Solve for x:
(2e^2x)-(7e^x)=15
let e^x = y
then you have
2y^2 - 7y - 15 = 0
(y - 5)(2y + 3) = 0
y = 5 or y = -3/2
e^x = 5
then x = ln5
or
e^x = -3/2
no solution, look at a graph of y = e^x, it is never negative
Thanks
To solve the equation (2e^2x) - (7e^x) = 15 for x, we can use a technique called substitution.
Step 1: Let's start by making a substitution. We'll set u = e^x. This substitution will simplify the equation.
Step 2: Substitute u into the equation. After the substitution, the equation becomes (2u^2) - (7u) = 15.
Step 3: Rearrange the equation to form a quadratic equation. Move 15 to the left side of the equation, and then rearrange terms to obtain 2u^2 - 7u - 15 = 0.
Step 4: Factor the quadratic equation.
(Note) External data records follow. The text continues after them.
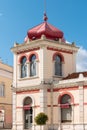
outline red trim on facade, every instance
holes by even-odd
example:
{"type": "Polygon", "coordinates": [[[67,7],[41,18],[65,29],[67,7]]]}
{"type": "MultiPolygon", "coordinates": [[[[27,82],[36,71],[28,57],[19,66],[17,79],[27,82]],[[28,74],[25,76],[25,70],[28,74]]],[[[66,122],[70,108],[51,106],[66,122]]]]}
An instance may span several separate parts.
{"type": "Polygon", "coordinates": [[[74,104],[74,97],[73,97],[73,95],[72,95],[70,92],[63,92],[63,93],[61,93],[61,94],[59,95],[59,97],[58,97],[58,104],[61,104],[61,99],[62,99],[62,97],[63,97],[65,94],[67,94],[67,95],[69,95],[69,96],[71,97],[71,103],[74,104]]]}
{"type": "Polygon", "coordinates": [[[59,52],[55,52],[53,54],[53,60],[55,60],[55,56],[57,56],[57,55],[61,58],[61,61],[64,62],[64,56],[59,52]]]}
{"type": "Polygon", "coordinates": [[[31,53],[29,54],[29,56],[28,56],[28,60],[29,60],[29,61],[30,61],[30,58],[31,58],[32,55],[35,55],[35,56],[36,56],[36,59],[39,60],[38,54],[37,54],[35,51],[33,51],[33,52],[31,52],[31,53]]]}
{"type": "Polygon", "coordinates": [[[37,90],[26,90],[26,91],[17,91],[16,94],[27,94],[27,93],[38,93],[40,89],[37,90]]]}
{"type": "MultiPolygon", "coordinates": [[[[40,107],[39,105],[35,105],[35,106],[31,106],[32,108],[38,108],[40,107]]],[[[23,107],[20,107],[20,106],[17,106],[16,109],[24,109],[24,106],[23,107]]]]}
{"type": "MultiPolygon", "coordinates": [[[[68,87],[68,88],[54,88],[53,92],[62,92],[62,91],[72,91],[72,90],[78,90],[79,86],[74,87],[68,87]]],[[[51,92],[50,89],[48,89],[48,92],[51,92]]]]}
{"type": "Polygon", "coordinates": [[[23,57],[26,57],[26,59],[27,59],[27,61],[28,61],[28,56],[27,56],[25,53],[23,53],[23,54],[21,54],[20,57],[18,58],[18,64],[21,64],[21,60],[22,60],[23,57]]]}
{"type": "Polygon", "coordinates": [[[84,85],[83,88],[84,88],[84,89],[87,89],[87,85],[84,85]]]}
{"type": "Polygon", "coordinates": [[[17,52],[17,54],[26,53],[26,52],[30,52],[30,51],[37,51],[39,49],[40,49],[40,47],[36,47],[36,48],[33,48],[33,49],[19,51],[19,52],[17,52]]]}
{"type": "Polygon", "coordinates": [[[62,49],[56,49],[56,48],[53,48],[53,47],[47,47],[47,50],[51,50],[51,51],[59,51],[59,52],[63,52],[63,53],[73,54],[73,52],[71,52],[71,51],[62,50],[62,49]]]}

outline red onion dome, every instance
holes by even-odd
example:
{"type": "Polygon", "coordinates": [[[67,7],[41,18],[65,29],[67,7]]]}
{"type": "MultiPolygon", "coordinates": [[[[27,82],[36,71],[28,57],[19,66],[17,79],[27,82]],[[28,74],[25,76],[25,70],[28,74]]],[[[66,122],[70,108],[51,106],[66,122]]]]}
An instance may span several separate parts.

Find two numbers whose product is equal to the product of 2 and -15 (2 * -15 = -30) and whose sum is equal to -7. The numbers are -10 and 3. Therefore, the equation can be factored as (2u + 3)(u - 5) = 0.
Step 5: Set each factor equal to zero and solve. This gives us two equations:
a) 2u + 3 = 0
b) u - 5 = 0
For equation a), solve for u:
2u + 3 = 0
2u = -3
u = -3/2
For equation b), solve for u:
u - 5 = 0
u = 5
Step 6: Substitute back for u using the original substitution e^x = u:
For sub-equation a):
e^x = -3/2
There is no real solution for e^x = -3/2 since the exponential function e^x is always positive.
For sub-equation b):
e^x = 5
Take the natural logarithm of both sides to solve for x:
ln(e^x) = ln(5)
x = ln(5)
Therefore, the solution to the equation (2e^2x) - (7e^x) = 15 is x = ln(5).